We sailed for a few nautical miles before the wind began to pick up whereupon we prepared our life jackets,labelled Peperuka 1 and 2, fitting them to their respective harnesses with clipping belts. Before we reached Dhaikofti the wind was strong, the seas confused and I was feeling seasick. Unusual for me.
The bay has a ferry terminal and a breakwater but, depending on the wind, it is possible to set a safe anchor in front of the little town. At first I couldn’t move the anchor, but following several kicks from different angles it did slide off the bow. Bob was in no position to help as it was taking all his skill to hold the boat from being blown into danger by the catabatic gusts speeding down the hill. The anchor slid into the water, I could see the sand at the bottom, and it bit hard as the gusts pushed the boat from side to side. I was sure the anchor would be pulled up but Bob said he was pleased when it had bit with such force.
I managed to boil potatoes for our meal but then I began vomiting. Bob remembered that we had motion sickness tablets which I produced from the first aid box. All the information was in Greek except for ‘take these with the advice of your doctor’. I took one and slept for an hour while Bob opened a tin of tuna and ate it with the potatoes.
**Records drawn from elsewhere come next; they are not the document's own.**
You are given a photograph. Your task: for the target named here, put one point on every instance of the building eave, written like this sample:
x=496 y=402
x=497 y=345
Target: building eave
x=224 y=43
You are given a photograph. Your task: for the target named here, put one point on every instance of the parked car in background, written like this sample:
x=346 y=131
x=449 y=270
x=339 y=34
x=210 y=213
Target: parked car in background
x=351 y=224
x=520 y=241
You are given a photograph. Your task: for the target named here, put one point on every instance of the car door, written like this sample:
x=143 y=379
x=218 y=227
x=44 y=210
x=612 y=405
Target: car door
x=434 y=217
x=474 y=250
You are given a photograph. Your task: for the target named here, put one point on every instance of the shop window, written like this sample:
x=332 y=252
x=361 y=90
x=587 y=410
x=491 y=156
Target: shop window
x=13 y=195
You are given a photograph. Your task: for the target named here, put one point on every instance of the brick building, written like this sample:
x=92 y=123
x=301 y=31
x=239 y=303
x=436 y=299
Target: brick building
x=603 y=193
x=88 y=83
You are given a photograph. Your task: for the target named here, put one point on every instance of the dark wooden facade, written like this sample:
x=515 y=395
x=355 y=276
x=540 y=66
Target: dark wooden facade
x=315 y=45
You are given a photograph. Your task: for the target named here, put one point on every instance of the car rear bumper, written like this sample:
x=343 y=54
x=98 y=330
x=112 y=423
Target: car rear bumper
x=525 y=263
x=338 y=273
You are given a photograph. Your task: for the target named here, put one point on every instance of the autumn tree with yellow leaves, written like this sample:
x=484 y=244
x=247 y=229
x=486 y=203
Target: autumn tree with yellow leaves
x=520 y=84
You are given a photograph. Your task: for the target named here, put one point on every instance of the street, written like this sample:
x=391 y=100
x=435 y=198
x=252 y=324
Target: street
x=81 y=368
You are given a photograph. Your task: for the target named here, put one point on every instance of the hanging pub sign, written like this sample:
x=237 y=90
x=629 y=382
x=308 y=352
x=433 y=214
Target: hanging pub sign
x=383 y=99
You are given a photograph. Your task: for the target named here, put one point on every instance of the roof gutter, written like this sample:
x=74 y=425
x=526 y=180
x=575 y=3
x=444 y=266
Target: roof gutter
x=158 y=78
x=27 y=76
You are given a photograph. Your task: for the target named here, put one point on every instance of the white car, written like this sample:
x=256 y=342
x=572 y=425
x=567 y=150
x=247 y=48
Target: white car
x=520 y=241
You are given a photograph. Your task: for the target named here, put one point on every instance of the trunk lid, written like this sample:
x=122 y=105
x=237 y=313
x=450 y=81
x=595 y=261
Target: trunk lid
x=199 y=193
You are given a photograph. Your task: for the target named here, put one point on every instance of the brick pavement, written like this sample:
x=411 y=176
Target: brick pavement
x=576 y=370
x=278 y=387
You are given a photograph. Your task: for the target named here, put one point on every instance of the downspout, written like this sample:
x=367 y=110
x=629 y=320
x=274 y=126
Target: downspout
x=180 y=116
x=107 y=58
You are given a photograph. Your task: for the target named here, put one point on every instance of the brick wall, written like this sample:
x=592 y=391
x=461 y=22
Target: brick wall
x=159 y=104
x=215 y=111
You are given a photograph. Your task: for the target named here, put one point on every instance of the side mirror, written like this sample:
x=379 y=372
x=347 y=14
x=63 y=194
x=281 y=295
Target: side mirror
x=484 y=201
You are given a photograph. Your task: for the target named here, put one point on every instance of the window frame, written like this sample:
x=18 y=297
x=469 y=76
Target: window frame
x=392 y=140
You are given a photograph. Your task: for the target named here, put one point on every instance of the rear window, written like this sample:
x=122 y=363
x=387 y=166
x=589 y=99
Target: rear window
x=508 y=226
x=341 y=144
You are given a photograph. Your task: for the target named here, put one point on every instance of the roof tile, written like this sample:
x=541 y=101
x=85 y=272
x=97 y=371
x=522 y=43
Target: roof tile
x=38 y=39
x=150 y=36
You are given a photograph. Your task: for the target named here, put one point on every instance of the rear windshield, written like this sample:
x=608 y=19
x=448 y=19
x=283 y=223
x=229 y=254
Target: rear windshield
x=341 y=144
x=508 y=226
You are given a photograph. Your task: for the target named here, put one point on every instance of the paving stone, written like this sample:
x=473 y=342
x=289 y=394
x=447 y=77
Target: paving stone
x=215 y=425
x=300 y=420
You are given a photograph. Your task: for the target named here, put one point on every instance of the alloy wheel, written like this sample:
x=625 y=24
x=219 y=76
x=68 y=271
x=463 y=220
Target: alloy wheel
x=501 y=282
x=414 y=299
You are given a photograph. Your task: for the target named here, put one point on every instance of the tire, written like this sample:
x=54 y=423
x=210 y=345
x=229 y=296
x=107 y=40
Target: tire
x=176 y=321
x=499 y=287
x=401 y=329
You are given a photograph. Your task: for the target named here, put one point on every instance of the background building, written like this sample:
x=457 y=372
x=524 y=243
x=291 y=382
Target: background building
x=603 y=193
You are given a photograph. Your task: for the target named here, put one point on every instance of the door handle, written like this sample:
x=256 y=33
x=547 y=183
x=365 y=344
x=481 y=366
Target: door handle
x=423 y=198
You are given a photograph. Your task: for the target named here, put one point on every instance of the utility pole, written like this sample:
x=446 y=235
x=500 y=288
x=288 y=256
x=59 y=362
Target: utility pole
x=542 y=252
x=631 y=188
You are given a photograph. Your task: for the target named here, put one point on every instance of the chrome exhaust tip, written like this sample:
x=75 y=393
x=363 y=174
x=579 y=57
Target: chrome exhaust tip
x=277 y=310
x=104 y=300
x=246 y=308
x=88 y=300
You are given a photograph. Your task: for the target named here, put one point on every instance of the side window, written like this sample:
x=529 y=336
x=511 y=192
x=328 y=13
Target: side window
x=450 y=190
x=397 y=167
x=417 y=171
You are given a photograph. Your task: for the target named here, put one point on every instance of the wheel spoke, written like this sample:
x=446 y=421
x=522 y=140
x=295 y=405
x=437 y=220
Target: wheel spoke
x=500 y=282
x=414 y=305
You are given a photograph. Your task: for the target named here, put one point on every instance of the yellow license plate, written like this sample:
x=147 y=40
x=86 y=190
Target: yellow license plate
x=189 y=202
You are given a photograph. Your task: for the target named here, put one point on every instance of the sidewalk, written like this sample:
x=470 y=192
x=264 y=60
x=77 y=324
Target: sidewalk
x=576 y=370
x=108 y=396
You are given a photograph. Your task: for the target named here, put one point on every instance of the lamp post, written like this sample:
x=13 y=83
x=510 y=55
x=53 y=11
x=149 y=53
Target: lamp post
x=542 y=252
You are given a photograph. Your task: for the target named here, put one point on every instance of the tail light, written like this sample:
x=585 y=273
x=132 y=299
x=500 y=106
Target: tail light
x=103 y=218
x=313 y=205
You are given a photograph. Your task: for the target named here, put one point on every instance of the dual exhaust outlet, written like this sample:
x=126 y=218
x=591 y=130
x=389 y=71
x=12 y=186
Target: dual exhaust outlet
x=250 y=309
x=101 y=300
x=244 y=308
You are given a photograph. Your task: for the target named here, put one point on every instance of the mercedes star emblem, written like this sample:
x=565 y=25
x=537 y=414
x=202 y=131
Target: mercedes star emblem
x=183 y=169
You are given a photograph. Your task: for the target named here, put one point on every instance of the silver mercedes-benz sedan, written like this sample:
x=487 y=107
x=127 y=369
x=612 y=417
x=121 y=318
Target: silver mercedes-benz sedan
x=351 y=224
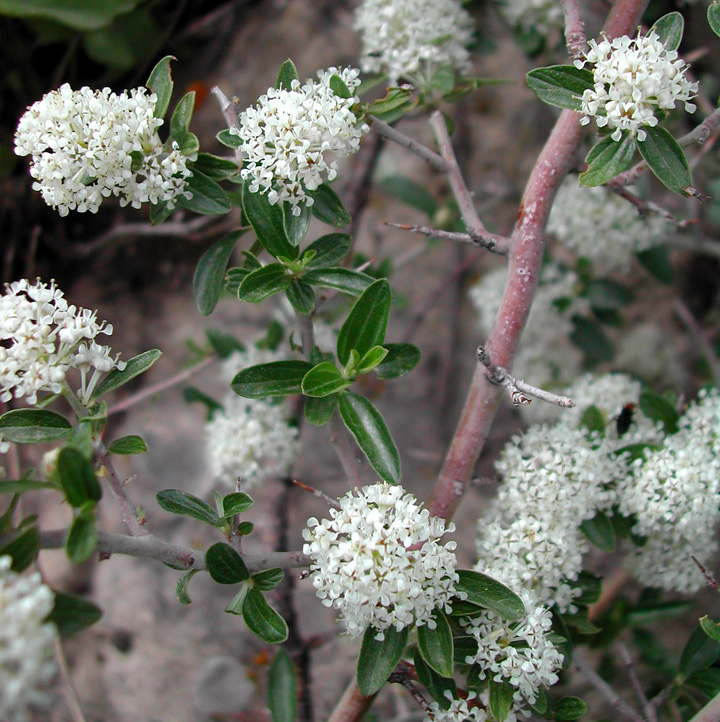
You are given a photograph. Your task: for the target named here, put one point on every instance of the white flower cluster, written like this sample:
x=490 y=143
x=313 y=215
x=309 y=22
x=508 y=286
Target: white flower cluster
x=250 y=440
x=540 y=16
x=380 y=561
x=286 y=136
x=546 y=358
x=519 y=653
x=674 y=497
x=633 y=77
x=602 y=227
x=87 y=145
x=407 y=38
x=43 y=337
x=27 y=642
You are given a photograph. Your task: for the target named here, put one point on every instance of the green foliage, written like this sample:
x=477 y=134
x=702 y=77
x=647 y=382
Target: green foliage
x=378 y=658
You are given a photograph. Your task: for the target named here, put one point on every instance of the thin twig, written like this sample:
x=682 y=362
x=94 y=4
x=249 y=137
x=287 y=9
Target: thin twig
x=412 y=145
x=151 y=391
x=316 y=492
x=517 y=388
x=151 y=547
x=605 y=689
x=708 y=353
x=127 y=508
x=648 y=709
x=460 y=191
x=490 y=241
x=574 y=29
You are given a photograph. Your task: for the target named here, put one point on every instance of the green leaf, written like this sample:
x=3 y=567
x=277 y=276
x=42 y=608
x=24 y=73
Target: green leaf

Later, when the wind changed, we were afraid the boat would be pulled nearer the beach and grounded. We decided to take turns on anchor watch, but Bob just kept getting out of bed. I was going out every fifteen minutes to check the position of the boat in relation to the breakwater, the restaurant on the shore and the points on the hill where I had watched as Peperuka veered to the left and right with the wind. In the end we both stayed up and both slept. At about two o’clock the wind changed direction and we slept in our waterproofs ready to move if there was any danger to Peperuka. She stayed safe and we left Dhaikofti at first light.